16. 16. A method as claimed in claim 14 or 15, wherein the entity is a person or animal and the other information comprises one or more of the name of the entity; the date of birth of the entity; a photograph of the entity; a passport number; an identity card number; a driving licence number; and a social security number.
17. 17. A method as claimed in any of claims 14-16, wherein the entity is a legal entity and the other information comprises one or more of: the name of the entity; a registration number of a company, corporation or other organisation; a tax number of a company, corporation or other organisation; and a date of incorporation of the entity.
18. 18. A method as claimed in any of claims 14-17, wherein the capturing the identification number from the certificate comprises: a user of the computer system entering the identification number; and/or the computer system reading a bar code, a two-dimensional bar code, or a chip of the certificate; and/ or reading the identification number by optical character recognition.
19. 19. A method as claimed in any preceding claim, wherein the responding to the request with the identification number further comprises providing further information stored at the verification server and associated with the identification number.
20. 20. A method as claimed in any preceding claim, wherein the further information comprises one or more of: a name of a person or legal entity; a date of birth; a photograph; a passport number; an identity card number; a driving licence number; a social security number; a registration number of a company, corporation or other organisation-and a tax number of a company, corporation or other organisation.

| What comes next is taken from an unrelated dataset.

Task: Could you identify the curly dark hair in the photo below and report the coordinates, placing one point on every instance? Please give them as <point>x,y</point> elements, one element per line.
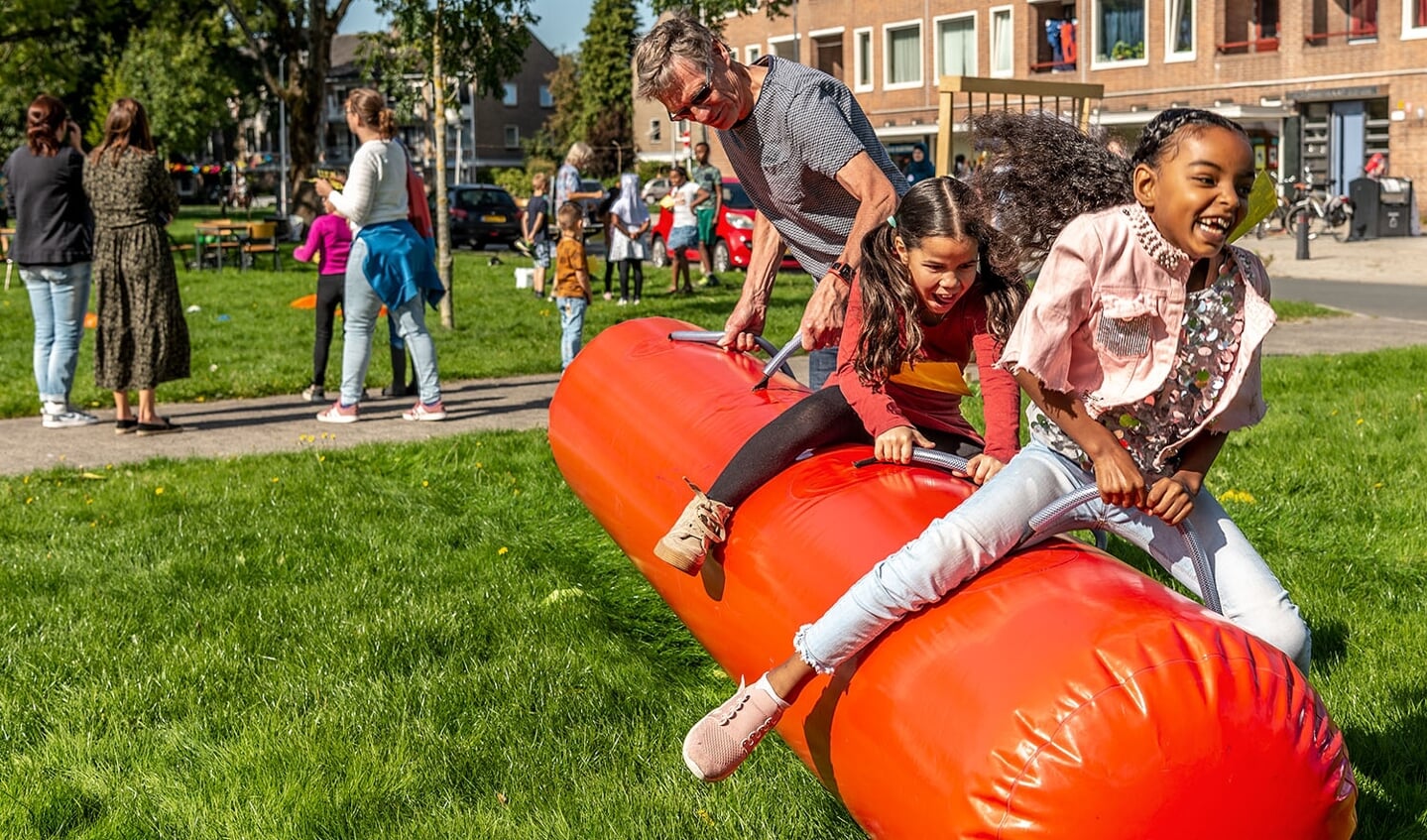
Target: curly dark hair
<point>891,306</point>
<point>1043,172</point>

21. 21. A distributed identity verification service associated with a root domain name and comprising a plurality of verification servers each associated with a hierarchy of subdomains having one or more subdomain levels up to a maximum number of subdomain levels, each verification server comprising: an identifier generator configured to, in response to a request for an identification number, generate a unique identifier of a length selected in dependence on the number of subdomain levels associated with the verification server such that the smaller the number of subdomain levels the longer the unique identifier; an identification number synthesiser configured to form an identification number by combining the unique identifier with: an identifier of the hierarchy of subdomains such that the root domain name and the hierarchy of subdomains represent a fully qualified domain name of the verification server; and if the number of subdomain levels of the hierarchy of subdomains is less than the maximum number of subdomain levels, an identifier of the number of subdomain levels; and an output unit configured to respond to the request with the identification number.

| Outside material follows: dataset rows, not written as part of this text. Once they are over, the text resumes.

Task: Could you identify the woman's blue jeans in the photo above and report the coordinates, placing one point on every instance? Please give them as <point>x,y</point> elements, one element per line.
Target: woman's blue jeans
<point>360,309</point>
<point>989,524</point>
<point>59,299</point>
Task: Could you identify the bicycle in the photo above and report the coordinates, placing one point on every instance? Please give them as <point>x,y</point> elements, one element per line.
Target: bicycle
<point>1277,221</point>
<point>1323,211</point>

22. 22. A distributed identity verification service as claimed in claim 21, further comprising a computer system configured to: capture a first identification number from a digital or physical certificate associated with an entity; use a first number of subdomain levels or its absence in the first identification number to extract a first identifier of the hierarchy of subdomains in the first identification number; combine the first identifier of the hierarchy of subdomains with the root domain name so as to form a fully qualified domain name of one of the plurality of verification servers; and using the fully qualified domain name, submit at least the unique identifier of the identification number to that verification server so as to verify that the first identification number is associated with the entity.